Table 6. Fashion industry: Shoes
Source: Measmerize 60,000-review study, May 2026.
Footwear shifts the conversation toward Comfort, which is 36% of all shoe reviews, with a heavy negative tilt thanks to a recurring pattern of blisters, breaking-in problems, and gait-related complaints. Quality and Construction shows the worst positive-to-negative ratio of any topic in any category, at 5% positive to 18% negative. The brands most penalised here are those whose shoes physically fail in the first few months of wear: detached soles, cracked midsoles, broken zippers. Size and Fit remains a top-three issue, though smaller than in apparel.
Table 7. Fashion industry: Bags
Source: Measmerize 60,000-review study, May 2026.
Bags reverse the pattern. Size and Fit effectively disappears (a bag does not need to be tried on). Style and Design dominates positive sentiment at 20%, by far the highest positive concentration of any category-topic combination. Quality and Construction dominates the conversation overall at 40% combined, with materials a close second. The LLM narrative about a fashion brand's bag line is, in practice, a narrative about whether the construction holds up. For luxury houses whose handbags are their most-discussed product class, this finding is consequential.

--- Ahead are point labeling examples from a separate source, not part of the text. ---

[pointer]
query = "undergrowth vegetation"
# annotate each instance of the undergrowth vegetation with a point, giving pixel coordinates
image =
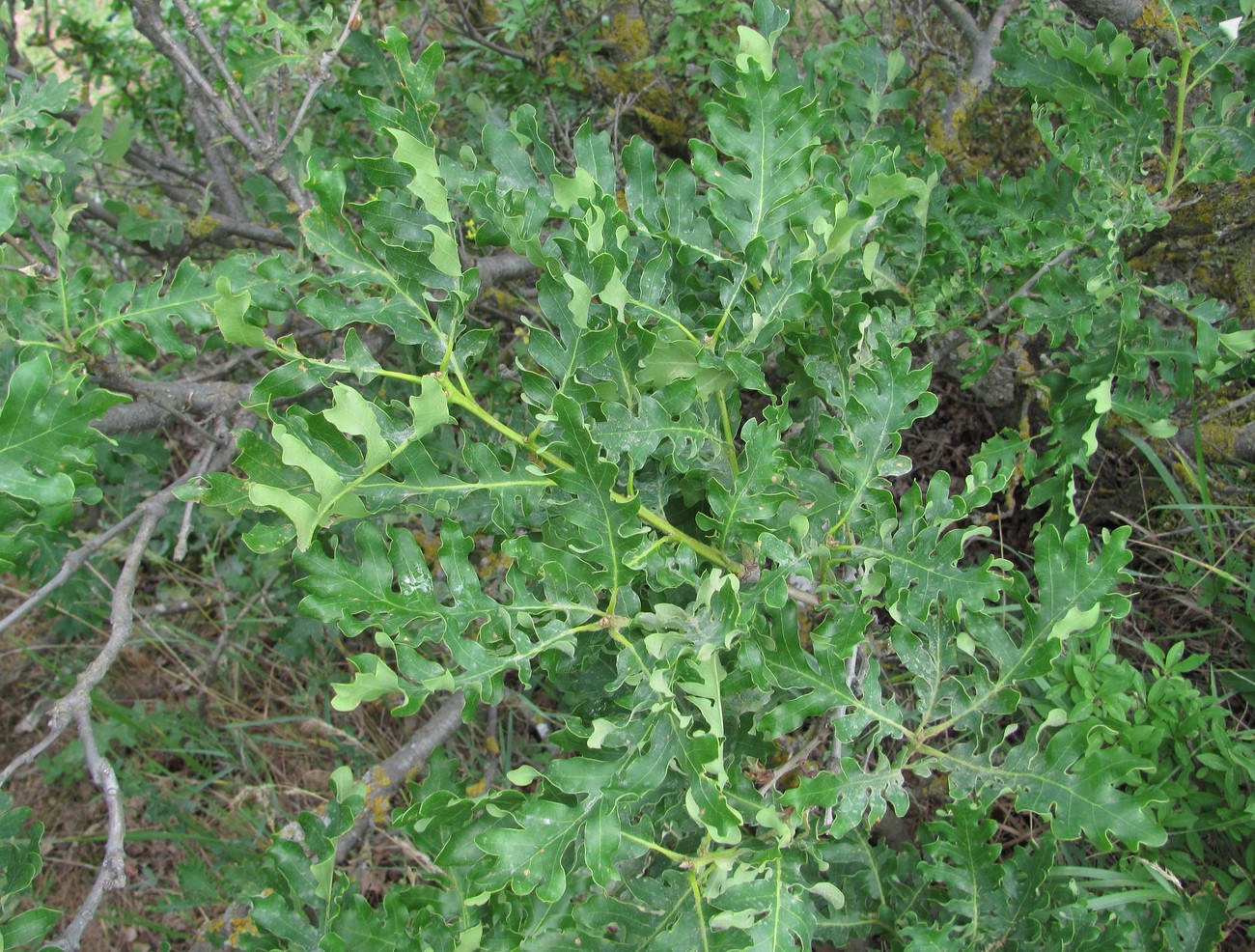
(460, 485)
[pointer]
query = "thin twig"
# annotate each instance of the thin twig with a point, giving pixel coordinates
(389, 773)
(321, 74)
(1000, 310)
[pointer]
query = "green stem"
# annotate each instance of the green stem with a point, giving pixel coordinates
(649, 844)
(697, 903)
(729, 445)
(1179, 132)
(647, 515)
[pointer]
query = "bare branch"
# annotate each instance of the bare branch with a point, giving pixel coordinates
(113, 867)
(318, 80)
(980, 42)
(157, 401)
(385, 777)
(192, 19)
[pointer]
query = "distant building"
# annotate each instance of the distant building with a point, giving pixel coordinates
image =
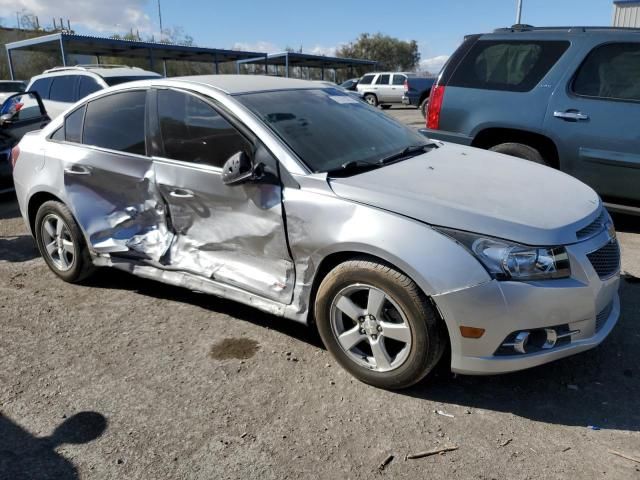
(626, 13)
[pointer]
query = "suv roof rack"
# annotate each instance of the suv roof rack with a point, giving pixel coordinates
(520, 27)
(89, 66)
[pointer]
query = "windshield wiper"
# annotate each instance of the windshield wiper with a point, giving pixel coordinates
(353, 167)
(410, 151)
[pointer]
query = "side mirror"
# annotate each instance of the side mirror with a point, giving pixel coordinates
(237, 169)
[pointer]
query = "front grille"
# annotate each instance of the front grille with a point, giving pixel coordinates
(594, 227)
(606, 260)
(602, 317)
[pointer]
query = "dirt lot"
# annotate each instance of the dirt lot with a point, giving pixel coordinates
(127, 378)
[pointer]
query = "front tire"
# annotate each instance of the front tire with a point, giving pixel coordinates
(61, 242)
(520, 150)
(378, 324)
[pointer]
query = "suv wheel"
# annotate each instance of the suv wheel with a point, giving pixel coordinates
(371, 99)
(378, 324)
(61, 243)
(521, 151)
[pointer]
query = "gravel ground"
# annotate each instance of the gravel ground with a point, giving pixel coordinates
(127, 378)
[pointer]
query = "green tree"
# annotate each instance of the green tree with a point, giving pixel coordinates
(390, 53)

Table 8. Fashion industry: Other (accessories, eyewear, jewelry)
Source: Measmerize 60,000-review study, May 2026.
Accessories and small leather goods follow the bags pattern, with Quality and Construction the dominant conversation at 55% combined. Style is the second-largest topic and the most positive. Price and Value enters the conversation here in a way it does not for apparel or footwear, with consumers more openly questioning whether the price matches the perceived craftsmanship.
Table 9. Luxury overall
Source: Measmerize 60,000-review study, May 2026.
The luxury profile is unmistakable. Customer Service and Returns is the dominant topic at 31% of all luxury reviews combined. 28.5% of all luxury reviews are negative on this single dimension. That is not a small flaw. It is the loudest signal the off-site narrative carries about the luxury segment. Quality and Construction follows. Style and Design is the most positive topic, but Style positivity does not offset Customer Service negativity in the volume that LLMs see. Crucially, Size and Fit barely registers. Luxury reviews are not about fit, because fit complaints are resolved in-store rather than written online.
Table 10. Luxury: Apparel
Source: Measmerize 60,000-review study, May 2026.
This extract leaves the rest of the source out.